I've been reading about sleepable eBPF programs, specifically this article provides a nice introduction. However I am struggling to find any documentation or examples on how to actually achieve this in code. Any tips or links to documentation are greatly appreciated.


Solution

  • note: This answer was last updated 29-03-2023, sleepable programs are still subject to change, this answer might not be accurate past kernel v6.3.

    As of the writing of this answer, no official documentation for this feature exists. The closest you can get at this moment is the LWN article and the commit messages.

    Sleepable programs were added in v5.10.

    eBPF programs that are "sleepable" cannot actually actively sleep like a userspace program can (e.g. "os.sleep(100ms)"). It is a property which allows the program to call certain helper functions which are otherwise not available. For example bpf_copy_from_user.

    Non-sleepable eBPF programs are guaranteed to not switch between CPUs and on non RT (Real Time) kernels will not be interrupted by the scheduler. However, some operations like reading from userspace memory might be IO bound, if that userspace memory is file-backed for example. So these functions might "sleep" or block until that IO is done. It makes sense for the kernel to do something else in the mean time. Which is why this was introduced.
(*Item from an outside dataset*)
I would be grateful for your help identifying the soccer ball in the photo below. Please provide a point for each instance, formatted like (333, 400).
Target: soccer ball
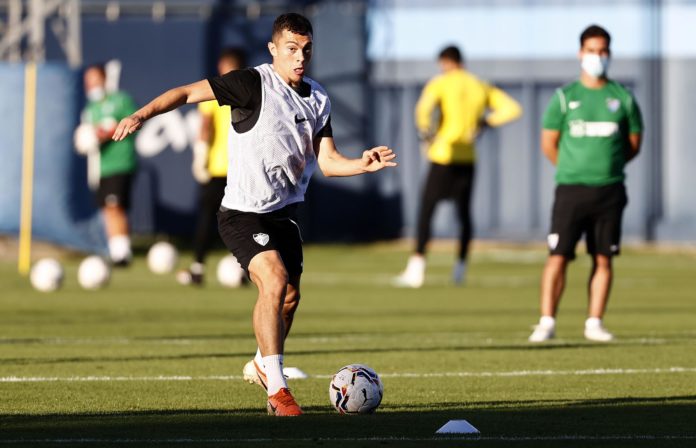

    This has some implications:

    The non-sleepable programs are relying on implicit rcu_read_lock() and migrate_disable() to protect life time of programs, maps that they use and per-cpu kernel structures used to pass info between bpf programs and the kernel. The sleepable programs cannot be enclosed into rcu_read_lock(). migrate_disable() maps to preempt_disable() in non-RT kernels, so the progs should not be enclosed in migrate_disable() as well. Therefore rcu_read_lock_trace is used to protect the life time of sleepable progs.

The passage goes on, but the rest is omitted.